6. How does bitcoin fare when viewed through an Environmental/Social/Governance (ESG) lens?

From an ESG perspective, bitcoin gets (at best) a "mixed" report card. Bitcoin mining requires a huge amount of electricity and computing power. The website Digiconomist (accessed 11/19/20) reports that a single bitcoin transaction has a carbon footprint equivalent  to  approximately  740,000  VISA  transactions, consumes as much electrical power as an average U.S. household would in 24.12 days, and produces "two golf balls" worth of electronic waste. The Cambridge Bitcoin Electricity Consumption Index tracks the energy use of bitcoin in real-time - and it isn't pretty. Most estimates suggest that over the course of a single year, the bitcoin network uses as much or more energy than several countries. The social implications of bitcoin adoption are somewhat rosier.

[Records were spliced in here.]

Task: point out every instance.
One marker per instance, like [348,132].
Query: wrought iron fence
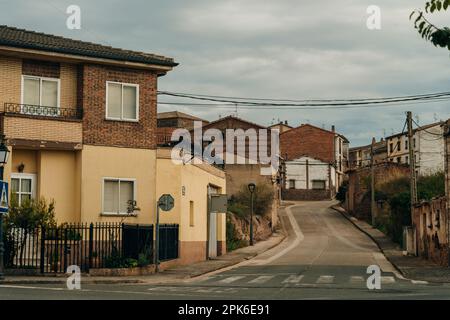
[99,245]
[168,241]
[43,111]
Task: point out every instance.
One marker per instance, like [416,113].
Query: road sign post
[165,203]
[4,203]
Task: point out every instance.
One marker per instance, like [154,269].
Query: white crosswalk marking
[387,280]
[231,279]
[356,279]
[261,279]
[325,279]
[293,279]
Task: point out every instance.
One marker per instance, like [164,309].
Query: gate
[138,242]
[168,241]
[99,245]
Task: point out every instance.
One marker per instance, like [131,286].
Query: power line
[421,128]
[300,107]
[300,100]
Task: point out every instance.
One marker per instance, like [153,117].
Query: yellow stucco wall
[56,180]
[194,181]
[10,79]
[26,157]
[99,162]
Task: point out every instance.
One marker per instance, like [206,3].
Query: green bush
[241,202]
[397,194]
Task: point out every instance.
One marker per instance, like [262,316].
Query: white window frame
[321,181]
[28,176]
[58,98]
[104,179]
[121,108]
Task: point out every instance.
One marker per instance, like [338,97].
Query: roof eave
[51,55]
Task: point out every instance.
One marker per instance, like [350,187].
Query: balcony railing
[43,111]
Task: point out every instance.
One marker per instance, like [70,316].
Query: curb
[250,257]
[344,213]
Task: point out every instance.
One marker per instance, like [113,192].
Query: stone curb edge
[346,216]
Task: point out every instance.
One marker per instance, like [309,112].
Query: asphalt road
[323,257]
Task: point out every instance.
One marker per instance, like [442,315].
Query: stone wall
[358,191]
[430,220]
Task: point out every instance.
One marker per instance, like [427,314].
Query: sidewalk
[174,274]
[414,268]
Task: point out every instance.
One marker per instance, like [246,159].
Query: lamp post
[3,159]
[251,188]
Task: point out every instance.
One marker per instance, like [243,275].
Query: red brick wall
[432,237]
[308,140]
[99,131]
[40,68]
[234,123]
[305,194]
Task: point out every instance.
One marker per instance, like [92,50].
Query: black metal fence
[99,245]
[168,241]
[43,111]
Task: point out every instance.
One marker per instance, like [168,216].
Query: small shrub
[262,201]
[233,242]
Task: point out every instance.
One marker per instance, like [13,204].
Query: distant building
[238,176]
[361,156]
[315,162]
[282,126]
[167,122]
[428,144]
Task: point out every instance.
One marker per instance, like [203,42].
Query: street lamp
[251,188]
[4,152]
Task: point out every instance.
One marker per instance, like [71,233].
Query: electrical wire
[302,100]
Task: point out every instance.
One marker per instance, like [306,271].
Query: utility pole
[447,180]
[373,207]
[412,164]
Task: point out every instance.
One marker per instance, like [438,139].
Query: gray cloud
[282,49]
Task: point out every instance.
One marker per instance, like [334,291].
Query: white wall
[318,170]
[430,150]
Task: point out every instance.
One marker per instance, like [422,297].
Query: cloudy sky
[290,49]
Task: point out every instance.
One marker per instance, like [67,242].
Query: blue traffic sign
[4,197]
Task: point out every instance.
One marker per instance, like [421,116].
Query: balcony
[31,126]
[42,111]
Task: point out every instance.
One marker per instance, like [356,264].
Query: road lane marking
[387,280]
[356,279]
[261,279]
[325,279]
[293,279]
[31,288]
[231,279]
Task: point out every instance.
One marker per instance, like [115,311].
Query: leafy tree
[439,36]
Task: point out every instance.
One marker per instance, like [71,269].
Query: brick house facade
[80,121]
[299,146]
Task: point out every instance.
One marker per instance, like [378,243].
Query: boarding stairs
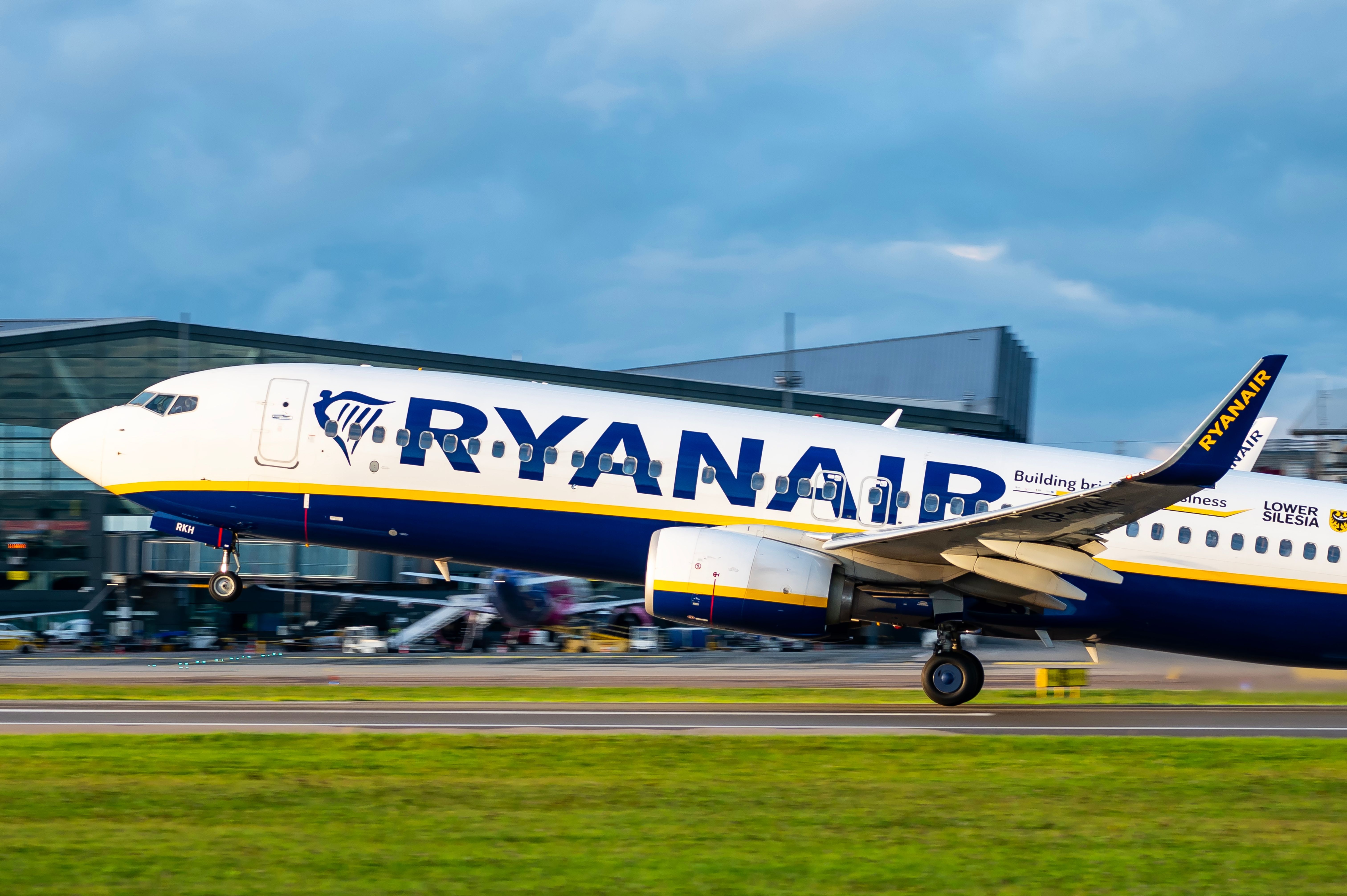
[426,627]
[336,614]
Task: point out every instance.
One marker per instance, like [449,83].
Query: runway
[722,719]
[1009,665]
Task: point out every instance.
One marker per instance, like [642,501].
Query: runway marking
[693,725]
[480,712]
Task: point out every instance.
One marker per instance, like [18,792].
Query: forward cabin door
[281,422]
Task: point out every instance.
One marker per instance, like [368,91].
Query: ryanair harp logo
[337,414]
[1228,417]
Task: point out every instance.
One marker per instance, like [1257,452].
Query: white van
[363,639]
[69,633]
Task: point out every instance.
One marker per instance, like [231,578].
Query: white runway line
[694,725]
[480,712]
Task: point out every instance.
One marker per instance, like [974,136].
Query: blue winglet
[1208,455]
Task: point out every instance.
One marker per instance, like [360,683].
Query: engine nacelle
[745,583]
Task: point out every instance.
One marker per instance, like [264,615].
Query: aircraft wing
[96,601]
[1049,533]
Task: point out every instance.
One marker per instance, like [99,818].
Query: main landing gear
[953,676]
[226,585]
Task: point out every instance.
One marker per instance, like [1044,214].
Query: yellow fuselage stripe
[130,490]
[747,593]
[1229,578]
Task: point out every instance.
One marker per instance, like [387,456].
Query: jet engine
[520,603]
[729,580]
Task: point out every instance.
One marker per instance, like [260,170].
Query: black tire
[226,588]
[977,666]
[951,678]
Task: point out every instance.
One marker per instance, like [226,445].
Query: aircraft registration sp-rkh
[751,521]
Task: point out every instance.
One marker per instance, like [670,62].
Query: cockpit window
[159,405]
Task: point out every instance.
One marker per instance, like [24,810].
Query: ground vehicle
[204,638]
[644,639]
[17,639]
[363,639]
[69,633]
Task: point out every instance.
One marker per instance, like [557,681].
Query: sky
[1151,195]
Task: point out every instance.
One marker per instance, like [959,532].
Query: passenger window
[159,405]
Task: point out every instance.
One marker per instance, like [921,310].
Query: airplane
[760,522]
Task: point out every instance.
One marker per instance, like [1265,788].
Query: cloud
[1148,193]
[977,253]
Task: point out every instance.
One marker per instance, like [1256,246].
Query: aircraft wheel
[226,587]
[977,666]
[951,678]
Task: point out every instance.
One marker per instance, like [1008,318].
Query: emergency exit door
[282,415]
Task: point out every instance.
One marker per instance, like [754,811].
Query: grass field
[649,814]
[636,694]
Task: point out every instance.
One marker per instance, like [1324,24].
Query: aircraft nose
[80,446]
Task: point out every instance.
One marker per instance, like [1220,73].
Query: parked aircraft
[760,522]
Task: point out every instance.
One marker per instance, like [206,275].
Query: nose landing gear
[226,585]
[953,676]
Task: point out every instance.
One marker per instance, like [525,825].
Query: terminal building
[67,538]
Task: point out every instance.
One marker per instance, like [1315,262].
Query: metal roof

Many see it as a potentially enormous catalyst for growth in the developing world, freeing individuals from reliance on a banking system that has been historically inhospitable. As our colleague Dmitriy highlighted in his paper published a few years ago, if bitcoin succeeds in scaling, the implications for global remittances system are significant. Individuals working in developed economies could theoretically send money to friends or family situated elsewhere more efficiently and without the intervention of (or facilitation by) third parties. Additionally, although the scenario is foreign to U.S. citizens and residents who are accustomed to a stable currency regime, individuals living in countries where the currency has been devalued (e.g. Venezuela, Argentina) - in some cases, repeatedly - may find that bitcoin functions as an effective store of value and thus preserves wealth better than government paper. Because of its decentralized nature, governance is perhaps bitcoin's greatest strength. Although there are many publicly-facing "cheerleaders" and thought leaders in the bitcoin community (and at least as many notable naysayers, including Warren Buffet and Ray Dalio), there is no c-suite calling the shots (or abusing their positions of power), and no single point of failure. Cryptocurrencies are ruled by consensus, and each "seat at the table" is earned by miners who are incentivized to maintain the integrity of the system. It remains to be seen, however, how bitcoiners will continue to navigate certain thorny issues such as forking that are critically important to achieving broader use of the coin.

7. The critical question: Should I own some bitcoin in my portfolio? If so, how much, and where do I buy it? A word of caution.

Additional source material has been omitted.